Objective A: Make coverage more secure for those who have insurance, and extend affordable coverage to the uninsured
Objective B: Improve healthcare quality and patient safety
Objective C: Emphasize primary and preventive care linked with community prevention services
Objective D: Reduce the growth of healthcare costs while promoting high-value, effective care
Objective E: Ensure access to quality, culturally competent care for vulnerable populations
Objective F: Promote the adoption and meaningful use of health information technology
The original compilation of the Affordable Care Act is just under twenty four hundred pages and can be quite timely and difficult to read through. Because of the complexity of the plan it has been highly controversial from the beginning. The sheer volume of pages allows each side to extract the facts that support its point of view which makes fact finding quite difficult. The truth is, only history will be able to judge whether the Affordable Care Act will be a success. Until then, this paper will strive to point out the fundamental facts, pros, and cons of Obamacare, and how it is affecting people and businesses alike. In order to find an objective source and the truth in the Affordable Care Act many sources were researched and attempt to only use non-partisan sources was also implemented. These sources included the following; FactCheck.org, The Congressional Budget Office, Politifact.com, and the Center for Public integrity.

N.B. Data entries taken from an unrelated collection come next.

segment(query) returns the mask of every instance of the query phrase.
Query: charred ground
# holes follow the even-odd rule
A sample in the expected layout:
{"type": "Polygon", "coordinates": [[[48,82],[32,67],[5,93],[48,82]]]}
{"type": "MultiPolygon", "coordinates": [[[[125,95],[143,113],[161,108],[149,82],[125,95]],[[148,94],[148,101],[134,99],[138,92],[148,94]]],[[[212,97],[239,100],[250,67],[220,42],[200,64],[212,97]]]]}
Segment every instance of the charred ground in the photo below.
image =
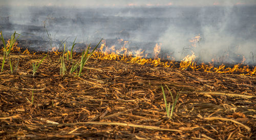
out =
{"type": "Polygon", "coordinates": [[[82,76],[61,75],[59,57],[49,53],[33,77],[32,63],[43,56],[12,53],[13,64],[19,58],[17,71],[10,74],[6,64],[0,73],[2,139],[255,138],[254,75],[95,58],[82,76]],[[171,119],[165,85],[180,94],[171,119]]]}

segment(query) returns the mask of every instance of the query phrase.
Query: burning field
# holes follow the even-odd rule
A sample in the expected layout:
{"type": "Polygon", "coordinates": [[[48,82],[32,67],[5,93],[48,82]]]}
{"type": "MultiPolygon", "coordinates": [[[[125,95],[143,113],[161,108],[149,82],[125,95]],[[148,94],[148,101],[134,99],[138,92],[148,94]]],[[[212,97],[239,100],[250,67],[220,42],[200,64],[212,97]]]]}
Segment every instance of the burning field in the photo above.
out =
{"type": "Polygon", "coordinates": [[[255,138],[256,67],[163,59],[158,44],[148,58],[122,40],[32,52],[15,35],[1,44],[1,139],[255,138]]]}
{"type": "Polygon", "coordinates": [[[253,1],[32,1],[0,3],[0,139],[256,139],[253,1]]]}

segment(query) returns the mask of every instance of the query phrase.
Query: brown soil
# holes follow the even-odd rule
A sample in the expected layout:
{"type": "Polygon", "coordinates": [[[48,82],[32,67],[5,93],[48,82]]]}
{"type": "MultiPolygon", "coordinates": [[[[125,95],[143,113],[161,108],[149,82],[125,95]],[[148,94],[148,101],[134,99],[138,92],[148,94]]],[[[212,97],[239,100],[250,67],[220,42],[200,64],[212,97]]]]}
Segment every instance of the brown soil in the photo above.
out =
{"type": "MultiPolygon", "coordinates": [[[[42,54],[20,55],[16,71],[8,61],[0,72],[1,139],[256,138],[254,75],[94,59],[83,75],[61,75],[59,56],[49,55],[34,77],[32,63],[42,54]],[[170,119],[165,85],[180,94],[170,119]]],[[[11,55],[15,67],[18,55],[11,55]]]]}

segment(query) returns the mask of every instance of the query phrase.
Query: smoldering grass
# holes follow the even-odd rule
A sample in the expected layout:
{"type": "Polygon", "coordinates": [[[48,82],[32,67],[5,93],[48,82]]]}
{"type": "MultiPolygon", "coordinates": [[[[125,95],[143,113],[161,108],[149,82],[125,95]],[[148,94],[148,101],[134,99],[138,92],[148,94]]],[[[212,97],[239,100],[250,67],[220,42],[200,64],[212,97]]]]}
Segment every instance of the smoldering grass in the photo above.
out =
{"type": "Polygon", "coordinates": [[[3,36],[3,34],[2,31],[0,33],[1,34],[0,38],[1,38],[1,41],[3,42],[3,44],[4,45],[4,59],[3,59],[2,65],[1,67],[1,72],[3,72],[6,57],[9,57],[10,53],[11,53],[11,49],[12,48],[13,45],[14,45],[16,40],[17,40],[17,39],[18,39],[18,38],[19,37],[20,35],[16,33],[16,32],[14,32],[14,33],[13,33],[12,35],[11,39],[10,40],[9,44],[7,46],[7,44],[5,43],[5,39],[4,39],[4,37],[3,36]],[[16,34],[18,35],[18,36],[17,37],[16,37],[15,36],[16,34]]]}
{"type": "Polygon", "coordinates": [[[35,73],[36,72],[36,70],[37,70],[37,69],[38,68],[39,66],[40,66],[40,64],[42,63],[42,62],[44,61],[44,60],[47,57],[48,54],[46,54],[46,55],[44,57],[42,60],[37,64],[37,63],[32,63],[32,67],[33,67],[33,76],[35,75],[35,73]]]}
{"type": "Polygon", "coordinates": [[[170,102],[169,102],[168,105],[167,103],[167,101],[166,101],[166,98],[165,96],[165,94],[164,93],[164,90],[163,88],[163,87],[162,86],[161,86],[161,88],[162,89],[162,91],[163,92],[163,99],[164,100],[164,104],[165,105],[165,108],[166,110],[166,115],[167,117],[169,118],[172,118],[172,117],[173,116],[173,113],[174,110],[174,108],[175,107],[175,105],[176,105],[177,101],[178,99],[179,99],[179,94],[178,93],[176,95],[176,97],[175,98],[175,100],[174,100],[174,97],[173,96],[173,94],[172,94],[172,92],[170,92],[170,89],[167,86],[167,85],[165,85],[165,86],[167,87],[167,89],[168,90],[168,91],[170,93],[170,96],[172,97],[172,99],[173,100],[173,104],[172,105],[172,108],[170,108],[170,102]]]}

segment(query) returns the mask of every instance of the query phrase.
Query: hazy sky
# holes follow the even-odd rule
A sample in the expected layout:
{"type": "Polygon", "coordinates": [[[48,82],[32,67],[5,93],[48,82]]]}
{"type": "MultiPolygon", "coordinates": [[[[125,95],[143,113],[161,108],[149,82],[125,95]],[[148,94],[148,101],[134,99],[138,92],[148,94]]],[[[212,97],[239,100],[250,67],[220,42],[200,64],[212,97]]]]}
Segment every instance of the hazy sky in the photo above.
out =
{"type": "Polygon", "coordinates": [[[57,6],[157,6],[255,5],[255,0],[0,0],[0,5],[57,6]]]}

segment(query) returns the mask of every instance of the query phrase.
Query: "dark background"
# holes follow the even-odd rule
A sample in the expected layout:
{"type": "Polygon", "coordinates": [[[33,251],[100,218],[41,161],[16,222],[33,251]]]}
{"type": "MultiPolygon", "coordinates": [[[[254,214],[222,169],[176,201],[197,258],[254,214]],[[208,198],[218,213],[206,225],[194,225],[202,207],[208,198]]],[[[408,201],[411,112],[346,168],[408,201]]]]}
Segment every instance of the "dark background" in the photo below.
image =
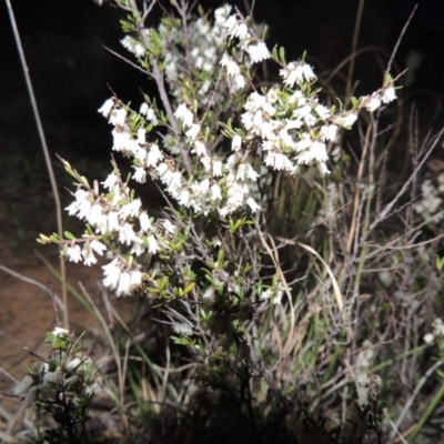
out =
{"type": "MultiPolygon", "coordinates": [[[[201,3],[209,9],[223,2],[201,3]]],[[[236,3],[245,12],[244,2],[236,3]]],[[[285,47],[289,61],[306,50],[316,74],[327,79],[351,53],[357,4],[357,0],[258,0],[254,16],[269,24],[270,47],[285,47]]],[[[411,0],[365,1],[359,48],[366,50],[356,59],[357,94],[381,85],[414,4],[411,0]]],[[[58,153],[79,170],[87,168],[103,179],[111,128],[97,109],[111,95],[109,87],[135,105],[141,102],[140,89],[150,92],[143,74],[103,49],[107,46],[131,58],[119,42],[123,11],[107,3],[100,8],[92,0],[12,0],[12,7],[53,158],[58,153]]],[[[39,230],[52,216],[46,212],[50,188],[4,1],[0,20],[0,195],[11,209],[10,229],[16,235],[19,226],[31,223],[39,230]]],[[[398,49],[394,74],[405,68],[412,51],[423,60],[414,81],[400,92],[403,109],[415,103],[422,124],[437,128],[443,123],[444,1],[420,1],[398,49]]],[[[332,82],[340,95],[347,68],[345,63],[332,82]]],[[[54,164],[62,176],[60,164],[54,164]]]]}

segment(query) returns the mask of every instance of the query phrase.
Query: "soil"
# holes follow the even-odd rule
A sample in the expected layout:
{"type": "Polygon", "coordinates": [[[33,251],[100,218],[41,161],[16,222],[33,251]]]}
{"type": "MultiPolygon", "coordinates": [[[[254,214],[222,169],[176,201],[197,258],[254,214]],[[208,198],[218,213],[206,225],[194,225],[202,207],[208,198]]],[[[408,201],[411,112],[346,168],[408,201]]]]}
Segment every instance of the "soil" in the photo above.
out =
{"type": "MultiPolygon", "coordinates": [[[[0,200],[0,265],[43,286],[50,281],[54,293],[60,295],[58,279],[32,251],[33,249],[39,251],[57,269],[59,262],[57,248],[48,249],[36,242],[28,252],[17,255],[11,249],[9,220],[8,206],[0,200]]],[[[101,278],[100,266],[87,269],[68,263],[67,275],[68,282],[77,289],[79,289],[78,282],[82,282],[94,303],[102,305],[98,286],[98,280],[101,278]]],[[[68,305],[70,331],[80,334],[84,330],[92,331],[98,327],[93,316],[71,295],[68,305]]],[[[62,322],[63,314],[60,310],[59,317],[62,322]]],[[[0,270],[0,369],[3,370],[0,372],[1,393],[10,393],[14,385],[7,373],[17,380],[22,380],[26,369],[32,365],[31,356],[23,347],[34,352],[43,350],[46,332],[52,331],[56,325],[53,303],[48,292],[0,270]]],[[[0,396],[0,408],[3,406],[14,410],[13,407],[19,404],[16,400],[0,396]]]]}

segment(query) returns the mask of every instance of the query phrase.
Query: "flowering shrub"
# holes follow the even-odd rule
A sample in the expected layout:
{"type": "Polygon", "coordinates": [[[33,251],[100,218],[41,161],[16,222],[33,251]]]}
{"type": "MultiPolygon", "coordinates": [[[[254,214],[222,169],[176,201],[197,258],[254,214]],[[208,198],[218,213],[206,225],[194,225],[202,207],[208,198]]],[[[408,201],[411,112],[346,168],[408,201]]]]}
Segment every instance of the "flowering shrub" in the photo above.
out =
{"type": "MultiPolygon", "coordinates": [[[[208,276],[219,275],[218,292],[222,295],[232,287],[242,300],[244,291],[222,273],[240,265],[222,261],[226,234],[255,219],[248,231],[258,236],[260,213],[272,199],[266,185],[276,174],[302,175],[309,182],[327,174],[329,141],[335,140],[339,129],[351,128],[362,109],[374,112],[394,100],[393,80],[387,74],[384,88],[354,99],[350,110],[329,109],[313,89],[312,67],[304,60],[286,63],[282,50],[270,52],[229,6],[214,12],[213,22],[204,16],[190,27],[189,18],[186,22],[167,18],[158,29],[145,29],[135,11],[131,17],[124,29],[138,38],[128,36],[122,44],[155,81],[163,108],[145,97],[134,111],[114,97],[99,112],[113,125],[112,149],[131,159],[132,179],[155,180],[168,194],[171,212],[165,218],[150,215],[115,161],[102,182],[107,192],[97,181],[91,186],[63,161],[78,181],[75,200],[67,210],[88,224],[87,231],[82,239],[67,233],[65,240],[53,234],[41,235],[40,242],[60,243],[62,255],[85,265],[107,252],[111,262],[103,266],[103,284],[118,295],[142,292],[176,297],[184,296],[186,289],[201,302],[208,281],[198,282],[190,269],[192,260],[200,258],[208,276]],[[281,67],[282,83],[258,89],[255,64],[269,59],[281,67]],[[210,224],[211,235],[199,232],[196,218],[210,224]],[[180,276],[181,291],[168,285],[172,274],[180,276]]],[[[253,275],[239,270],[240,285],[258,284],[258,258],[245,262],[252,262],[248,269],[256,266],[253,275]]],[[[282,285],[278,281],[274,287],[282,285]]]]}
{"type": "MultiPolygon", "coordinates": [[[[282,374],[302,347],[292,337],[299,310],[294,289],[302,279],[287,282],[270,234],[278,190],[273,184],[303,178],[297,193],[326,178],[329,150],[339,133],[361,111],[374,113],[393,101],[394,80],[386,73],[380,90],[353,98],[350,108],[341,101],[329,108],[320,100],[305,57],[286,62],[283,49],[268,48],[265,30],[230,6],[211,18],[195,18],[185,2],[173,2],[174,16],[145,28],[154,2],[144,2],[143,10],[134,0],[117,4],[129,13],[122,44],[158,90],[158,97],[144,95],[137,109],[112,97],[99,110],[112,125],[112,150],[130,160],[133,172],[123,178],[113,159],[101,186],[63,160],[77,186],[67,210],[84,222],[85,231],[81,238],[42,234],[39,241],[59,244],[64,258],[85,265],[104,255],[103,285],[118,296],[155,299],[175,342],[218,363],[225,356],[236,360],[233,366],[251,365],[272,392],[270,374],[279,374],[273,377],[281,377],[289,391],[282,374]],[[271,87],[261,84],[262,63],[279,68],[271,87]],[[131,180],[154,181],[164,212],[142,204],[131,180]],[[289,309],[281,310],[284,305],[289,309]],[[292,323],[285,324],[286,315],[292,323]],[[281,316],[289,334],[279,344],[278,362],[266,350],[278,334],[270,316],[281,316]]],[[[294,244],[319,256],[312,246],[294,244]]],[[[330,274],[336,306],[331,303],[329,310],[336,329],[332,334],[337,335],[352,305],[344,305],[330,274]]],[[[313,310],[320,311],[315,304],[313,310]]],[[[367,387],[369,377],[362,376],[359,386],[367,387]]],[[[367,392],[359,394],[363,412],[367,392]]]]}

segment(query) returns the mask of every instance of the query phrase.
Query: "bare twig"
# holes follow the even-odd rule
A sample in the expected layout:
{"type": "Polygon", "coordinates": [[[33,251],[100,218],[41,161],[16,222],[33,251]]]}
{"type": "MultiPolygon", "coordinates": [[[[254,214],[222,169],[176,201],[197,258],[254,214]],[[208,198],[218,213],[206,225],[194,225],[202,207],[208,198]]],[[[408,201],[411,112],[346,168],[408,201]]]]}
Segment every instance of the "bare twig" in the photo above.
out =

Two provisions that seem universally acceptable to both sides of the political aisle begin with the requirement of all Americans not covered by the government plans Medicare or Medicaid must purchase insurance coverage from private companies. The second which was originally proposed by Republicans was that of the state health insurance marketplaces now referred to as exchanges. These exchanges would create competition for private insurance companies vying for new customers. Most interesting in all the controversy is that the legislation was created to cover the 35 million of uninsured Americans. In a country of 315 million it is estimated that only 15 million people buy health insurance on their own and the other twenty million either choose not to invest in health coverage or will be covered in the expanded Medicare programs. That means that all this vitriol is over less than 5% of the population. According to the U.S. Census Bureau, 55 percent of Americans are enrolled in health insurance through their employer, 32 percent receive health benefits via Medicare, Medicaid and other public programs (Caswell, O’Hara)ii. With the expansion of Medicare for the underprivileged, the remaining underinsured Americans is 5 percent.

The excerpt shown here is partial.